Though Gordon nodded sympathetically, the quizzical gleam in his eye had not lessened one whit. “Your cousin asked me about his father.”
“His father,” repeated Rand.
“Aye. Young Mr. Randal wanted tae know if his father had come into Deeside with Grant that year, but I couldna remember whether he had or no.”
Behind Rand’s blank stare, his mind was busily at work sifting through fragments, fitting the pieces together to make a comprehensible whole. “What happened to Grant after the duel?”
“He became a fugitive from the law. Some say he fled to America. Others say the Gordons or the lady’s kinsmen caught up wi’ him and exacted their own form o’ retribution. No one ever saw him again. It’s all in the ballad I sang at Aboyne’s ball.”
There was an imperceptible narrowing of Rand’s eyes. After a pause, he shook his head, “That’s not what my wife told me,” he said, casting his line without much hope of landing anything.
“Oh well, when Miss Randal came tae see me, you might say she was not quite herself.”
To his credit, Rand masked his astonishment well. “Of course,” he said, “that would be when…” He trailed to a halt, gazing off into space as though he were lost in private reflection. His ploy worked.
“Aye, right after the death o’ her dear mother.” Gordon sighed regretfully. “I couldna tell her any more than I’ve told ye, aye, and your cousin afore ye. After the duel, Ewan Grant seemed to disappear off the face o’ the earth.”
Rand looked into those intelligent gray eyes and realized that he was fooling no one. With most brutal frankness he said, “And my wife thinks this Grant may be her father?”
“Aye, or so it seemed to me. A thing like that haunts a body, ye ken,” observed Gordon reflectively. “It’s a great pity that her mother went tae her Maker without taking the lass into her confidence. She’ll never stop wondering, don’t ye think?”
Rand had no ready reply to make to this.
He wasn’t feeling sorry for Caitlin. Instead he was livid.
She suspected that Ewan Grant was her father, and even suspecting it, she had called his father’s honor into question.
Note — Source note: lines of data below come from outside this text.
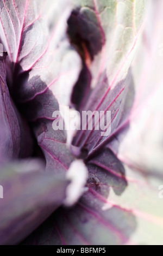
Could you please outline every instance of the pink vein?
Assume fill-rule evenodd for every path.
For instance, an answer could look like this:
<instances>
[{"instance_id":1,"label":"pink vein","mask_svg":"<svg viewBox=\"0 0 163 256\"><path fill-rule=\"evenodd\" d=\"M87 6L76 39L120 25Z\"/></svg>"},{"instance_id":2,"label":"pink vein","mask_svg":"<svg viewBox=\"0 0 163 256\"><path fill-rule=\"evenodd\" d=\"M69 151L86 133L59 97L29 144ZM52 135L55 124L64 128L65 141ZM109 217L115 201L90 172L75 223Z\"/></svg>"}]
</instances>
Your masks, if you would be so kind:
<instances>
[{"instance_id":1,"label":"pink vein","mask_svg":"<svg viewBox=\"0 0 163 256\"><path fill-rule=\"evenodd\" d=\"M99 216L99 215L97 215L97 213L96 213L95 212L93 212L93 211L91 211L90 209L88 209L85 205L81 204L81 203L78 203L78 205L79 205L79 206L80 206L80 207L83 208L86 211L89 212L90 214L93 215L93 216L94 216L96 218L98 219L100 221L100 222L101 222L104 225L104 227L106 227L109 229L111 229L120 239L121 240L123 241L123 240L126 239L126 237L123 236L118 230L116 229L114 227L113 227L110 224L109 224L108 222L104 221L103 219L101 218Z\"/></svg>"},{"instance_id":2,"label":"pink vein","mask_svg":"<svg viewBox=\"0 0 163 256\"><path fill-rule=\"evenodd\" d=\"M60 164L61 164L61 165L62 165L66 170L68 170L68 167L67 167L66 165L64 165L64 164L63 164L63 163L62 163L58 158L57 158L57 157L55 157L53 154L52 154L52 153L49 151L47 148L46 148L46 147L45 147L43 146L42 146L42 145L41 144L39 144L39 145L41 147L42 147L42 148L43 148L46 151L47 151L52 157L52 158L56 160L57 161L59 162L59 163L60 163Z\"/></svg>"}]
</instances>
Damnation, she must have known his father had not come into Scotland for a good twelve months before she was born.
From the sound of it, she had pulled the same trick on David.
He wondered how many other gentlemen’s attentions had been deflected by that devious ruse.
But dammit all, he was her husband. He deserved better than this.
Having discovered what he wished to know, Rand did not linger.
He quickly brought the conversation round to the ballad he had commissioned, and left on the understanding that it would be performed at the first gala event to take place at Strathcairn, possibly when his family came into Deeside to meet his bride.
The outside door had hardly closed upon him, when Gordon was joined by his daughter.
“What did Lord Randal want?”
Gordon studied his daughter as though she were a stranger to him.
He noted the sullen line of her mouth, the hair scraped back tightly in a bun, the almost hostile glare in her sharp blue eyes.
There were occasions when he wondered who could possibly have fathered this dour-faced, killjoy of a woman.
It wasn’t a serious thought. He knew his dear departed wife too well ever to suspect her of infidelity.
“Father?”
“Whatever it was, I’m thinking that the Randal got more than he bargained for.”